I have so often seen the devastating results in business, government, and non-profit organizations when the timeless principles of forming relationships are ignored. Avoiding the mistake of attempting to form or continuing to pursue a relationship that is likely to fail can not only save you the cost of the investment, but as in interpersonal relationships can save you the one asset that you can never recapture if lost, time. In business, the axiom is that “time is money”. In non-profit, time is impact.
Why do bad relationships cause your company or organization to lose so much time? The reason is that the time it takes for an organization to realize that a relationship on which they have embarked is ill-fated and unlikely to succeed is typically 18 months.

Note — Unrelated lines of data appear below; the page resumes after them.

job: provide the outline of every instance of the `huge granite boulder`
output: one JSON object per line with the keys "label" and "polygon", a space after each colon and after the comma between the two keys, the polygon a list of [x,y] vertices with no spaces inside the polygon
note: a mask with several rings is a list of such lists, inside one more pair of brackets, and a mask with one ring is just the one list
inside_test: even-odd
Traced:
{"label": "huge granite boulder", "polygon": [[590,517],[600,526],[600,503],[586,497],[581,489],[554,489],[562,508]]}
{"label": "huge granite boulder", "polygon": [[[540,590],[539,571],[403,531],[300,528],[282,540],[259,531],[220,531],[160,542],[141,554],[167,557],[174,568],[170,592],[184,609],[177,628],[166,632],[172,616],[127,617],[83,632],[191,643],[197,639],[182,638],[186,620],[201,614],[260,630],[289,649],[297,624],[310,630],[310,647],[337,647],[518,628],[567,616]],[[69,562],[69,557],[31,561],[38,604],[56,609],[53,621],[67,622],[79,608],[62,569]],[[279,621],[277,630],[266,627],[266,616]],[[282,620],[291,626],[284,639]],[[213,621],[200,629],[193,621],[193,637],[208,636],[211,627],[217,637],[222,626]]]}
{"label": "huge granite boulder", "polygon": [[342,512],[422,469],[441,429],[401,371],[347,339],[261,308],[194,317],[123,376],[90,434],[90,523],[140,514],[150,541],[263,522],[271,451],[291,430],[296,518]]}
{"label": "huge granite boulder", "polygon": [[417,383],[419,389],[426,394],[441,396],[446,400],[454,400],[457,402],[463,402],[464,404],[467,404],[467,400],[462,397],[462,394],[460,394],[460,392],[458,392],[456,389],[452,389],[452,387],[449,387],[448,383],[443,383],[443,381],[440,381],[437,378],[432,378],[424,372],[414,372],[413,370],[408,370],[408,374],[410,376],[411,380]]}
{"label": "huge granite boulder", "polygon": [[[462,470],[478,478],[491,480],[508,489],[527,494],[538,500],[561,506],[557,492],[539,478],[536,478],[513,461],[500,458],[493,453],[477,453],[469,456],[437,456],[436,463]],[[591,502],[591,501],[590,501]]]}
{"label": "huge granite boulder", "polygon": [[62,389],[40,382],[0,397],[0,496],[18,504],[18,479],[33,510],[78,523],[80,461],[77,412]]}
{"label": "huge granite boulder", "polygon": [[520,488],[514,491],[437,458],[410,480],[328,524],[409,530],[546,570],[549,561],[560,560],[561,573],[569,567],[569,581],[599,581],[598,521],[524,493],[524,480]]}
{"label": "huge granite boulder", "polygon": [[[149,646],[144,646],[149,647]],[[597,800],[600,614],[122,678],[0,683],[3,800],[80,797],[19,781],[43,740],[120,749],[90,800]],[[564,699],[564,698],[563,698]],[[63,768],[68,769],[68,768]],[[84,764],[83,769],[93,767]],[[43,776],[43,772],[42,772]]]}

There is a 6 month honeymoon. Then there is a period of about 6 months where the abrasions of a badly-fit relationship causes concern and actions are taken to respond to the issues. Then there is another 6 months trying to get out of the relationship. Many unsuccessful relationships lumber along consuming resources and time for 2 years or more.
Unsuccessful mergers often take 3 years before it is clearly recognized that there is a flaw in the relationship that is keeping the results from being what the organizations had envisioned when they first entered into the relationship. Once the failure is recognized as one that cannot be corrected, there is the time required to exit the relationship, which is much more difficult when assets have been mingled and financial investments made.
Some relationships are such that the entities are unable to excise themselves from the relationship. Like one person being pulled down with another that is drowning, all organizations in the relationship can be pulled under the water line by internal turmoil, becoming starved for the oxygen of customer and operational focus, and suffer to the point of being greatly reduced in size, value or even suffer organizational death.
What is unavoidable in a failed relationship is the damage done by the loss of good people, the reduction of assets, and the loss of momentum in the market or area of focus for your organization. In industry, competition moves in and takes market share. In other sectors, the mission of the organization goes unfulfilled and people suffer. Avoiding failed relationships can be of more value than predicting the ones that will have exponential success.
One tip to avoid forming an ill-fated relationship is the subtle, but significant characteristic of timing. There is saying adapted from a line in the play The Tempest, by William Shakespeare: “Misery acquaints a man with strange bedfellows.” It is spoken by a man who has been shipwrecked and finds himself seeking shelter beside a sleeping monster. Drawing from the circumstances that led to the quote regarding “strange bed fellows”, the best time to form a relationship is NOT when one is ship wrecked. This is often when people seek the solace of a strange bed fellow. Later they find they have become too close to a sleeping monster.
An organization that is in need of cash or has lost a key leader or has missed a curve in the competitive product or service offering and finds itself in need of a boost is often in a poor position to form a successful Relationship. The value offered by each organization is clouded by temporary circumstances. Yet many organizations choose this timing to attempt to form Relationships. Successful Relationships are very rarely formed in such circumstances. When one chooses to form a Relationship is important.